When sails are set, meaning raised and their halyards (the lines that raise and lower sails are halyards) secured, the person at the helm 'falls off'. No. This does not mean landing in the water. You fall off the wind - this is tilting the sails to catch the wind. Imagine a compass. Put your wind from the north at the 0 point. In order for the wind to fill your sails and get you out of irons (into motion), you'll have to turn away from the 0 point by several degrees. It doesn't matter which way you turn. Here. If you look at the diagram below, you can see that boats have to turn 30 degrees or more off the wind direction in order to go anywhere. Look at how the sails change direction as the boat turns away from the wind. Now look at the photo at the top again. See how his sails are tight into the center of the boat? That's how you know know he's close hauled. You can also call that 'tight into the wind'. If your sailor isn't paying attention and rounds up into the wind a little too much, it's called 'pinching' and unless it's corrected by falling off, you'll end up back in irons.

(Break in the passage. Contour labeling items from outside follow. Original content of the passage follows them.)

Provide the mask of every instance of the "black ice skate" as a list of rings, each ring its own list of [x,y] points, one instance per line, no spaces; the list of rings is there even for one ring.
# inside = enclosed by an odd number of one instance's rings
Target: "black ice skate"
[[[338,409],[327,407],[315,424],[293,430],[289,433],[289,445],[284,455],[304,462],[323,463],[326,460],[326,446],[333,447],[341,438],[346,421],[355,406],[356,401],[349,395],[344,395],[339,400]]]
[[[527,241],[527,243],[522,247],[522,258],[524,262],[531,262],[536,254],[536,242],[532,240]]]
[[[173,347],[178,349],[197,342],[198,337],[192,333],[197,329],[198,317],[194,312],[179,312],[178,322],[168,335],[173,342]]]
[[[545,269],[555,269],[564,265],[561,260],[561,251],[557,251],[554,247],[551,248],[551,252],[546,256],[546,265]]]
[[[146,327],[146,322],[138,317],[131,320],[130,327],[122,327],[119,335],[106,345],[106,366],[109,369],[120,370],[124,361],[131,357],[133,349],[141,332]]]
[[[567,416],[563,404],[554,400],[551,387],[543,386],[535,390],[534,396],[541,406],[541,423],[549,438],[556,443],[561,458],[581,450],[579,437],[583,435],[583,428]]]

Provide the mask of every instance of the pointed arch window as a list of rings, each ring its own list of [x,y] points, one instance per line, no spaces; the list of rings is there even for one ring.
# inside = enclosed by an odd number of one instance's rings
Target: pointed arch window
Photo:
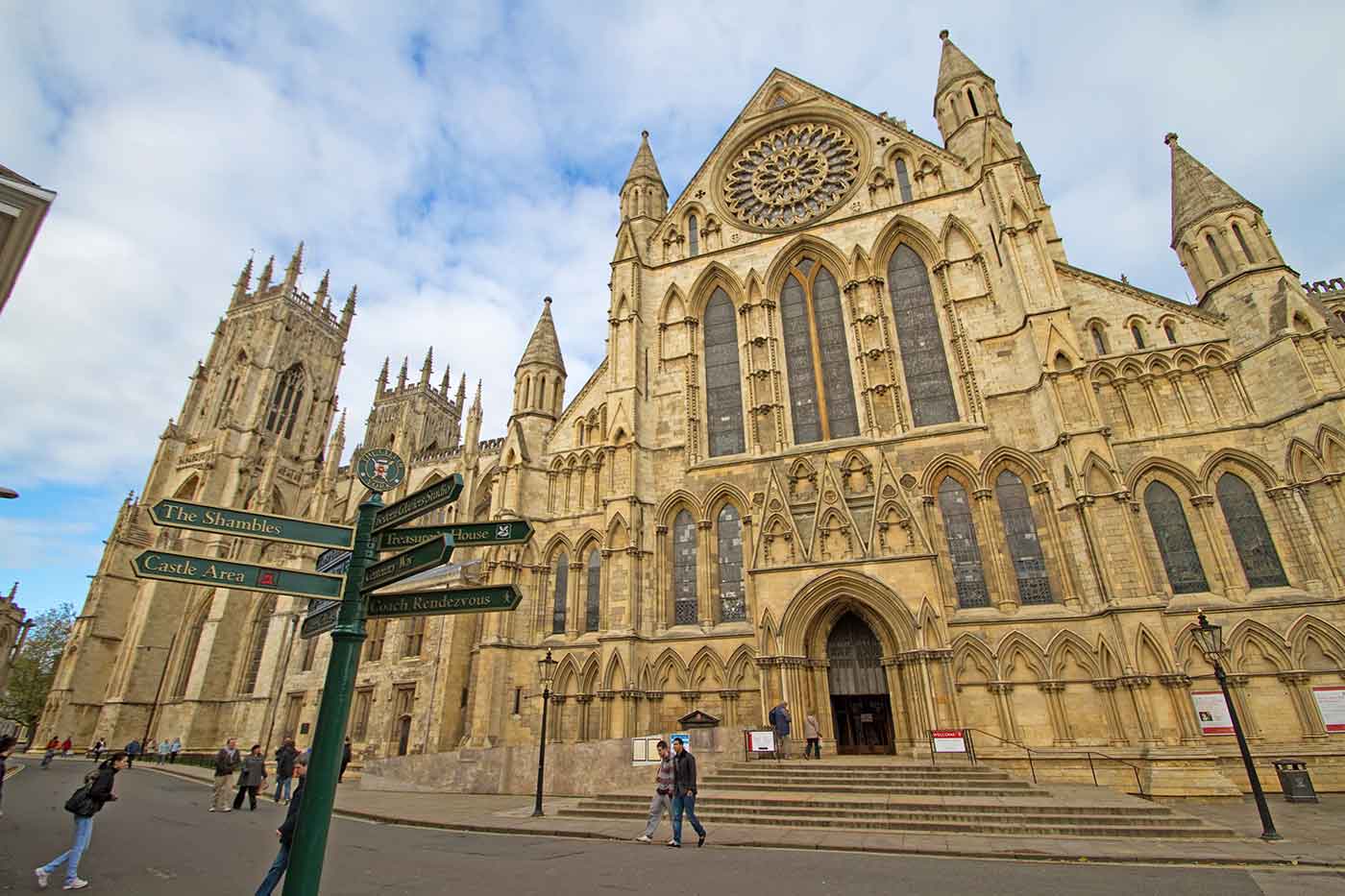
[[[952,581],[958,591],[959,607],[989,607],[986,576],[981,568],[981,545],[976,542],[976,523],[971,518],[967,490],[948,476],[939,486],[939,514],[948,537],[948,558],[952,561]]]
[[[1145,488],[1145,510],[1158,542],[1158,554],[1167,570],[1167,584],[1174,595],[1209,591],[1205,566],[1200,562],[1196,539],[1190,537],[1186,510],[1181,498],[1166,483],[1154,480]]]
[[[911,202],[911,172],[907,171],[907,160],[897,156],[897,192],[901,194],[901,202]]]
[[[266,597],[257,608],[253,618],[252,631],[247,635],[246,666],[243,677],[238,683],[239,694],[250,694],[257,687],[257,673],[261,670],[261,655],[266,648],[266,632],[270,630],[270,616],[276,612],[276,599]],[[313,640],[317,640],[313,638]]]
[[[705,307],[705,404],[710,456],[746,451],[742,436],[742,377],[738,367],[738,320],[724,289]]]
[[[1233,225],[1233,237],[1237,239],[1237,245],[1243,249],[1243,256],[1247,257],[1250,264],[1256,264],[1256,256],[1252,253],[1252,248],[1247,245],[1247,237],[1243,235],[1243,229],[1236,223]]]
[[[1052,603],[1054,597],[1050,595],[1050,578],[1041,556],[1041,539],[1037,538],[1037,521],[1032,515],[1026,486],[1015,474],[1005,470],[995,479],[995,498],[999,500],[999,518],[1005,526],[1005,544],[1018,580],[1018,601]]]
[[[672,521],[672,624],[695,623],[695,521],[683,510]]]
[[[716,521],[720,554],[720,622],[744,622],[748,618],[742,591],[742,518],[733,505],[724,505]]]
[[[1289,584],[1279,552],[1251,487],[1235,474],[1225,472],[1215,486],[1224,521],[1233,537],[1237,560],[1243,564],[1251,588],[1278,588]]]
[[[565,592],[569,587],[570,557],[560,554],[555,558],[555,591],[551,592],[551,634],[565,634]]]
[[[859,435],[841,291],[824,265],[804,257],[780,291],[780,326],[794,412],[794,441]],[[819,386],[820,383],[820,386]]]
[[[295,365],[276,381],[276,391],[270,397],[270,410],[266,413],[266,429],[284,433],[289,439],[295,433],[295,418],[299,405],[304,401],[304,366]]]
[[[915,249],[905,244],[897,246],[888,262],[888,288],[915,425],[951,422],[958,418],[958,400],[943,351],[929,272]]]
[[[603,554],[597,548],[589,552],[584,587],[584,631],[597,631],[603,609]]]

Now, directions. Port and starboard refer to the left side and right side of the boat if you're facing the bow (front). Port and left both have four letters. That's the easiest way to remember that. Look at the photo at the top again. See how the sails are billowed out to the starboard side? This means the wind is coming from port. A port tack simply means that the wind is coming over your port rail to fill your sails. Please note that currently, Wikipedia has this definition if not wrong then terribly misleading - it says 'sailing to the left'. And while there's argument that this is technically okay, it's dreadfully difficult to keep straight. You'll be MUCH happier (and sound saltier) if you refer to a tack as the direction the wind is coming from. Is the wind coming over your port rail? Port tack. If it's coming over your starboard rail, you're on a starboard tack.
The last two things we haven't mentioned: How do I know the boat at the top is using a jib rather than a genoa as a headsail? By looking at the sails. In that photo, see how his front sail (headsail) is smaller than his main? Jibs are sails cut smaller and with less bag than a genoa and are designed to handle higher wind speeds. Genoas are bigger sails. Here's a photo of a boat sailing with a genoa. For bragging rights: What tack is he sailing?

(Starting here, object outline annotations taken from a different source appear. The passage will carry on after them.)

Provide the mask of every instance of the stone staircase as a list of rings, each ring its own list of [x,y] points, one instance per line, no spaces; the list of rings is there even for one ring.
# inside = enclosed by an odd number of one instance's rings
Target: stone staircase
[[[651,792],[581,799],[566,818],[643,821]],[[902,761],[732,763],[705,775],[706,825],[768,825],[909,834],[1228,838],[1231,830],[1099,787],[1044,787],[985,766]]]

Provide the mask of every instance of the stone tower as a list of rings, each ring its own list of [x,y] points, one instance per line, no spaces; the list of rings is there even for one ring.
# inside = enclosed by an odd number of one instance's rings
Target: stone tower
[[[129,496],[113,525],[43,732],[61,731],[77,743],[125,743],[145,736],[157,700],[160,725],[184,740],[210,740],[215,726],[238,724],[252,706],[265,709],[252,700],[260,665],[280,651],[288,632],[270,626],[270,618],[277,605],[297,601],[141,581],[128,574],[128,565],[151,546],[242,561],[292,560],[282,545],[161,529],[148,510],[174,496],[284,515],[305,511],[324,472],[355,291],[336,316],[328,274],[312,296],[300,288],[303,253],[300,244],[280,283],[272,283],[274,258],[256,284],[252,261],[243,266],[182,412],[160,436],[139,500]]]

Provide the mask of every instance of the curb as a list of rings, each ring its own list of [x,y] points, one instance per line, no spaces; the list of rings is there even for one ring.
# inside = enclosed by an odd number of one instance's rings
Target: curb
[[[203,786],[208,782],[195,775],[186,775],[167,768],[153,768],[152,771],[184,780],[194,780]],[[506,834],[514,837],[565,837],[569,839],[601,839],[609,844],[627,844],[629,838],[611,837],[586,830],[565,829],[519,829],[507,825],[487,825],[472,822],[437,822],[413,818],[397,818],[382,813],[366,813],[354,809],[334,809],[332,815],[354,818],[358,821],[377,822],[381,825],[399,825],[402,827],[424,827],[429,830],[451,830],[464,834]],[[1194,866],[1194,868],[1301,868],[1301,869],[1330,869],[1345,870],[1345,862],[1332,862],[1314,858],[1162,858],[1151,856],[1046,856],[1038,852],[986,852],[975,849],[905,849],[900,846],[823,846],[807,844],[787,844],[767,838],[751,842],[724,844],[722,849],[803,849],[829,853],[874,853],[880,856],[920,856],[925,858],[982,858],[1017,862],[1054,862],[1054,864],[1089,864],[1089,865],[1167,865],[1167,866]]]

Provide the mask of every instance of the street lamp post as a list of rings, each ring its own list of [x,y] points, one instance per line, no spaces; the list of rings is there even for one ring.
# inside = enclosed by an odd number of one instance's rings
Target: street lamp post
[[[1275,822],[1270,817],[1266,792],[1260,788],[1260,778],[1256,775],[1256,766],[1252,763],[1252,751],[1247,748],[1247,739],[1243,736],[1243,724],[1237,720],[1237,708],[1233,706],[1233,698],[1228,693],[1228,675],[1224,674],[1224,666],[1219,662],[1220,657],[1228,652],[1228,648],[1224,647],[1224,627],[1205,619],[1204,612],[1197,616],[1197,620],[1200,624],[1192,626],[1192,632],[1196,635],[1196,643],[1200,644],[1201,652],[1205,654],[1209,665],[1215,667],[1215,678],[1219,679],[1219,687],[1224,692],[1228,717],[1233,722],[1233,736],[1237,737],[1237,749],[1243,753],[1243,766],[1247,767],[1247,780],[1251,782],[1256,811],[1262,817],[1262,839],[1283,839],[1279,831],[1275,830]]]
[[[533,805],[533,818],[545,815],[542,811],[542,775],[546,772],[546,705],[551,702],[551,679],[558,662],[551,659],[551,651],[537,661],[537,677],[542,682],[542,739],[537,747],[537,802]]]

See how much fuller this sail is? It's much rounder, designed to catch as much wind as possible. You can also tell there's no much wind in this photo because the sea is pretty flat all around this boat. They aren't going five or six knots. They're lucky if they're doing two or three.

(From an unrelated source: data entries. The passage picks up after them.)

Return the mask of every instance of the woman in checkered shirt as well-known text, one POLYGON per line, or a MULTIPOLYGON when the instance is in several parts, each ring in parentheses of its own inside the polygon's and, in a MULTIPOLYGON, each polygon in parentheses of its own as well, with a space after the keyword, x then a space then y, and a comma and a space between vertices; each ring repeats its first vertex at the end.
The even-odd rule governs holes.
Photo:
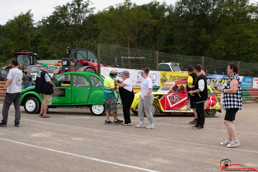
POLYGON ((241 82, 237 73, 238 70, 238 67, 233 63, 229 64, 227 71, 229 78, 222 88, 214 87, 216 91, 222 92, 221 101, 226 110, 224 124, 228 129, 228 138, 220 144, 227 145, 227 147, 240 144, 233 125, 236 114, 242 108, 242 89, 241 82))

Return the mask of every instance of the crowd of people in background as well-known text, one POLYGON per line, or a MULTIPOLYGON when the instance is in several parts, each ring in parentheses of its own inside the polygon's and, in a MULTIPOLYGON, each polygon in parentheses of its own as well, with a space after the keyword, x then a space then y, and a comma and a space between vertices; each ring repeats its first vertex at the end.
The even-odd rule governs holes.
MULTIPOLYGON (((22 80, 24 80, 25 89, 32 85, 31 74, 27 72, 27 68, 24 68, 23 74, 22 71, 18 69, 18 62, 17 60, 12 60, 11 65, 12 69, 9 71, 7 80, 2 91, 2 93, 3 95, 7 89, 4 101, 2 110, 3 119, 0 123, 0 127, 7 126, 9 109, 13 102, 15 109, 14 125, 16 127, 20 126, 22 80)), ((51 104, 51 95, 54 92, 54 88, 55 87, 47 72, 49 67, 46 64, 42 64, 41 70, 37 73, 35 85, 35 91, 39 93, 42 101, 39 115, 43 118, 50 117, 46 114, 46 111, 48 105, 51 104)), ((138 110, 140 123, 135 126, 137 128, 145 127, 148 129, 155 128, 151 113, 151 107, 154 100, 152 93, 152 83, 148 76, 150 70, 149 68, 147 68, 142 69, 141 71, 143 80, 141 84, 141 93, 139 96, 138 110), (144 121, 144 114, 150 123, 149 125, 146 126, 144 121)), ((214 87, 216 91, 222 92, 221 102, 226 110, 224 123, 228 129, 228 139, 220 144, 227 145, 228 147, 233 147, 240 144, 237 136, 233 124, 236 114, 239 110, 241 110, 242 105, 241 82, 237 73, 238 70, 238 67, 235 64, 229 64, 227 71, 229 79, 222 87, 215 86, 214 87)), ((194 129, 203 130, 205 121, 204 104, 207 99, 208 96, 207 79, 200 65, 196 65, 194 67, 189 65, 187 71, 188 76, 183 79, 187 80, 187 94, 190 107, 193 109, 195 115, 194 119, 189 122, 189 124, 195 125, 190 127, 194 129)), ((130 117, 130 108, 134 97, 132 82, 129 79, 130 73, 128 71, 124 70, 122 72, 122 81, 115 79, 118 74, 117 70, 112 70, 104 80, 103 96, 106 107, 106 117, 104 124, 120 124, 124 122, 117 118, 117 108, 115 90, 117 86, 123 104, 125 122, 123 124, 124 126, 131 125, 132 122, 130 117), (111 112, 114 117, 113 122, 109 119, 110 113, 111 112)), ((175 89, 175 87, 174 88, 175 89)))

Loughing (say luffing) is when your sails start flapping a bit. It needn't be much, but it means that the air traveling over the surface of your sails isn't smooth. It's not a disaster, but it does mean you're sacrificing a bit of efficiency and possibly speed to lost energy. This photo shows well-trimmed sails - notice how smooth the sails look? There's no lough. Granted, the photo is a moment in time and there may have been all kinds of loughing two seconds after the picture.
Heeling - this refers to the sailboat leaning over while under sail. Compare the two photos. The one on top is leaning over pretty far. The boat on the bottom isn't. (It would be easier to tell if we could see this boat head on rather than from the side - but you can also look at freeboard - the amount of hull out of the water). This bottom boat's pretty flat.